On Behalf of | Feb 20, 2020 | Product Liability

When most products have defective components, the resulting failure is frustrating but not dangerous to the purchaser or user. Pieces that snap or break off of common household goods and gadgets likely won’t pose a major risk to the public, although they may anger those who purchased the poorly made product.

However, there are certain products that, when they fail, almost guarantee catastrophic consequences for the consumer. Major medical devices are certainly among the items that are dangerous to consumers when they fail due to faulty engineering, inadequate quality control or improper manufacturing.

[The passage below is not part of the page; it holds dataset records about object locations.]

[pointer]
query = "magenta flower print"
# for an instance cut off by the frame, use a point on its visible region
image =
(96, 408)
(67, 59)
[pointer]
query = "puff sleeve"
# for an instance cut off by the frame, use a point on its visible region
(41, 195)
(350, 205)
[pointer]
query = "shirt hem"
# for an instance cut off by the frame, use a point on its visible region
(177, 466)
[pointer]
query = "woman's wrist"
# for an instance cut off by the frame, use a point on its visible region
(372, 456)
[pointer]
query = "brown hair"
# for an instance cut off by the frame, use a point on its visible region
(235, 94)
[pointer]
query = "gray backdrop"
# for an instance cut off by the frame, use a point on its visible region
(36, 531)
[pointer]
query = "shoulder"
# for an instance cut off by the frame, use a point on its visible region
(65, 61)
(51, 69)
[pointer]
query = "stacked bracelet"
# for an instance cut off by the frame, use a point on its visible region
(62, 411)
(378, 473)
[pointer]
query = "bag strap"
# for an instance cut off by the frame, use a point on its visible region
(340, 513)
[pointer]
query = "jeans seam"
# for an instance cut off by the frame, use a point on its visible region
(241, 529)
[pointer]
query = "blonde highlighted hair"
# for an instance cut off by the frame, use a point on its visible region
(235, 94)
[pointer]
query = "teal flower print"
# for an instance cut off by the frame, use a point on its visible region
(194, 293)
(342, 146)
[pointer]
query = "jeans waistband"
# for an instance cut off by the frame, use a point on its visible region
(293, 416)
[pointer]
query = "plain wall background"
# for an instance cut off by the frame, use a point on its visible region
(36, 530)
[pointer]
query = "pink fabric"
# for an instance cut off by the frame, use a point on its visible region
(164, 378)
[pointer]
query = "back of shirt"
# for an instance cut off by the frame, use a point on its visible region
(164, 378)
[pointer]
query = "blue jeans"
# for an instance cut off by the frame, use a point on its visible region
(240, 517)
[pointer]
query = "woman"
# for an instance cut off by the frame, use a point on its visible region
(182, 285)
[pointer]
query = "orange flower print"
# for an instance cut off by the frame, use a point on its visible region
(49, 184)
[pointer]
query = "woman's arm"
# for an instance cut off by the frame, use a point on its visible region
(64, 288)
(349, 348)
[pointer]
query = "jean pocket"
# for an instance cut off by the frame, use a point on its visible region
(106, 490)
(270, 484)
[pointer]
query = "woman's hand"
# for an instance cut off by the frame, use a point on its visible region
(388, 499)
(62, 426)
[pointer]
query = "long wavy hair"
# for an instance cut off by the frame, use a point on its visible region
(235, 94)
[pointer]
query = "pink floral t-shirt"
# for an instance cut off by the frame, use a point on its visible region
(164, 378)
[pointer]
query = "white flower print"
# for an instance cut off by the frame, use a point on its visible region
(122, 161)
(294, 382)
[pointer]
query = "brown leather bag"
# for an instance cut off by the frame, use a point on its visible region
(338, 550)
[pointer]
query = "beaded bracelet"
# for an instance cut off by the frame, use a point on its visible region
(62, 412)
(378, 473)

People rely on medical devices and expect them to operate without failure. In some cases, their lives may depend on that device doing what it should. When medical devices, like insulin pumps, fail, the people who rely on those devices could become severely injured or even die as a result.

Thousands of insulin pumps are currently under recall

For people with diabetes, administering insulin is the most direct way to manage blood sugar. Insulin pumps automate both the dosing and administration of insulin for those with diabetes, making them a wonderful solution for people who can’t tolerate regular pokes with needles. Unfortunately, if an insulin pump fails, a patient could get too much or too little of the insulin that they rely upon, possibly with severe medical consequences.

In a product failure that has resulted in at least one death and more than 2,000 injuries, Medtronic has issued a recall of its MiniMed insulin pumps. The models in this recall are specifically designed for patients with type 1 diabetes. If you or someone you know has the Model 630G (MMT-1715) or the Model 670G (MMY-1780), it could be impacted by the recall, necessitating careful review and inspection of the device.

Some defective products do substantial damage

Many product recalls are preventative measures that manufacturers or distributors perform to ensure that consumers don’t get hurt. Unfortunately, sometimes, those failures occur and hurt people before the company involved recalls the product.

A rapid recall with proper outreach to customers and clients can help a company limit liability, but no recall measure can fully protect a company from liability if it manufactures defective products that hurt someone. Consumers who get hurt by poorly made or poorly designed products, as well as the surviving family members of those who die due to faulty consumer products, may need to take legal action against the manufacturer to recover their losses.